Mas esta é uma premissa complexa e que ainda não conseguimos ultrapassar. Recorde-se a deslocalização de Secretarias de Estado no Governo liderado por Pedro Santa Lopes, tão criticada em 2004 e retomada parcialmente em 2019 já sem dramatismos. Depois houve o caso deprimente da discussão em torno da eventual mudança do Infarmed para o Porto. E agora este debate em torno da situação do Tribunal Constitucional, que recordaremos até à próxima proposta no mesmo sentido, que alguém fará lá mais à frente.
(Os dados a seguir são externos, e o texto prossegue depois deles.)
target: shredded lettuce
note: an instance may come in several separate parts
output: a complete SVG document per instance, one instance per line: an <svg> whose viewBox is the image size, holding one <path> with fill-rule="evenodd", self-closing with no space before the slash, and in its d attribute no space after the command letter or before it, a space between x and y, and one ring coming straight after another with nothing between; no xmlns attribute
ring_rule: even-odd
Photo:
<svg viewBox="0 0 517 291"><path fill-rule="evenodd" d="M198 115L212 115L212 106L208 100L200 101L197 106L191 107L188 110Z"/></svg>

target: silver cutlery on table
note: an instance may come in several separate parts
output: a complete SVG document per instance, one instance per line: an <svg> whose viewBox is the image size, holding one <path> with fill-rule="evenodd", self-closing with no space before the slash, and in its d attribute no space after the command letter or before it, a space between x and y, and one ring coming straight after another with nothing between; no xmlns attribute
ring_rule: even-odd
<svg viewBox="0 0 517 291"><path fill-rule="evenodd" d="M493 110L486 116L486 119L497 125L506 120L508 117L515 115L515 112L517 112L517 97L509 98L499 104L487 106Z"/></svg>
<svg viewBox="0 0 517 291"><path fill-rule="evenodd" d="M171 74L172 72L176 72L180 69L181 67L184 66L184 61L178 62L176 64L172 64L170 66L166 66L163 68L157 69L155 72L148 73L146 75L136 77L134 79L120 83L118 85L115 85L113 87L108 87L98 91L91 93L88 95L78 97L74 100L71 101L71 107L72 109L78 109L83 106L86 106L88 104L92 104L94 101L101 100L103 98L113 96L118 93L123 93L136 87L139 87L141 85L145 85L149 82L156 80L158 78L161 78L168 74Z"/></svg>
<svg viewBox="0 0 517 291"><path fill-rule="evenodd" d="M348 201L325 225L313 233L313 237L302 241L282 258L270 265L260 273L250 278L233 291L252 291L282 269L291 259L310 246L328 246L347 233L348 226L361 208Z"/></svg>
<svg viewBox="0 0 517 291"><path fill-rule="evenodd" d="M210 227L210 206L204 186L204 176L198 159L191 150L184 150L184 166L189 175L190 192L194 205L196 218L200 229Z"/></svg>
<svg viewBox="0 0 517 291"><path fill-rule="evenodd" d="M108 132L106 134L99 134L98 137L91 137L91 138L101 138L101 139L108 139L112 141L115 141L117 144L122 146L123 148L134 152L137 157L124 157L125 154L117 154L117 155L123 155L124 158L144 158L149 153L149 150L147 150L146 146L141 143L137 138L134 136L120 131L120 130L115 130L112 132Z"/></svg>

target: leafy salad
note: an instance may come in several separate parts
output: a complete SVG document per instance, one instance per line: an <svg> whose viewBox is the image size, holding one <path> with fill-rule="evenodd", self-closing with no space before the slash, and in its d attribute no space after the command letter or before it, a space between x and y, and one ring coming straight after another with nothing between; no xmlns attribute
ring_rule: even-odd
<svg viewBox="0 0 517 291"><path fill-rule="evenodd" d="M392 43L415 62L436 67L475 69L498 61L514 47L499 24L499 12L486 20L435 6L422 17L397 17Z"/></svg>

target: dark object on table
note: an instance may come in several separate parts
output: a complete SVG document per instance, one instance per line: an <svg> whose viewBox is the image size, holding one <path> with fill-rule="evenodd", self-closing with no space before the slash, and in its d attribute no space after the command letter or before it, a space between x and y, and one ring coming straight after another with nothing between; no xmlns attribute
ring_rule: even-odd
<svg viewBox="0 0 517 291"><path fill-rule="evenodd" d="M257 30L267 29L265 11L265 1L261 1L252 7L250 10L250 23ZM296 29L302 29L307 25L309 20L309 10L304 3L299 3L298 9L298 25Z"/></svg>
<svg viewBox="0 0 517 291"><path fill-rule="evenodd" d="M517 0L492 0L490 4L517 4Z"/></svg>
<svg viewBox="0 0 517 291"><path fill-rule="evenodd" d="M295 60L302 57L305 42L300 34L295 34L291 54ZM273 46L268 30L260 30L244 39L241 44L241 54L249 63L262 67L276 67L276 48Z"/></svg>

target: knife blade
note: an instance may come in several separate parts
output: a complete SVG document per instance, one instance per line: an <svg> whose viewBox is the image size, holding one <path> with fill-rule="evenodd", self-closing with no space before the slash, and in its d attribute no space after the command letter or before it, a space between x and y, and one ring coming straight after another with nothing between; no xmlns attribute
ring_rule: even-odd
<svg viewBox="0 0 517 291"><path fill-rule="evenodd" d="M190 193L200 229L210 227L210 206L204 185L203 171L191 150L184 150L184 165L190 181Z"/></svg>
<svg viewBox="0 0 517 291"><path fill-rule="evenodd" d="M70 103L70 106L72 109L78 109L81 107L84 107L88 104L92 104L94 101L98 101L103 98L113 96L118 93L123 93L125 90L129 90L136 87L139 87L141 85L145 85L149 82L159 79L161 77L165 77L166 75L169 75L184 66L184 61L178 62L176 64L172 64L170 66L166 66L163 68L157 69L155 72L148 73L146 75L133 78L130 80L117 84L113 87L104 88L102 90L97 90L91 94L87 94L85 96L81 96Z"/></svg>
Sobre a posição dos próprios juízes releva-se que subsista enraizada a ideia de desprestígio associada a qualquer deslocação para fora da capital, ela própria carregada de um provincianismo que pensaríamos já ultrapassado. E aqui é preciso destacar a lição de realidade que a juíza Conselheira Mariana Canotilho acrescenta em declaração de voto contra o parecer do Tribunal Constitucional: “...não há um centímetro quadrado de território da República que seja indigno de albergar o Tribunal, ou que implique, de alguma maneira, a sua menorização”, acrescentando ainda que “...qualquer argumentação da qual se possa depreender o contrário é um insulto aos cidadãos portugueses, da qual me demarco com firmeza”. Eu acompanho-a, cara juíza.

E o que dizer dos 46% dos deputados que optaram por se abster, no momento da votação da proposta? Não têm opinião formada sobre o assunto, ou quiseram mesmo dar voz à resistência a qualquer mudança neste sentido? É revelador que uma proposta de acolhimento de uma direção geral desconcentrada da Comissão Europeia em Lisboa seja aplaudida e apoiada por todos em São Bento, mas que o mesmo não seja entendido e bem acolhido à escala nacional.

Para uns e outros é preciso dizer que, findo o debate, Coimbra ficará bem sem o Tribunal Constitucional, Coimbra como alegoria de um país que não vive na capital. Não ajudaram nem ao reforço do prestígio do órgão, nem a contrariar um dos profundos desequilíbrios do país, o das injustiças e iniquidades territoriais. E vão vos fazer falta os bolos de Ançã, as queijadas de Pereira ou os pastéis de Tentúgal. Disso não duvidem.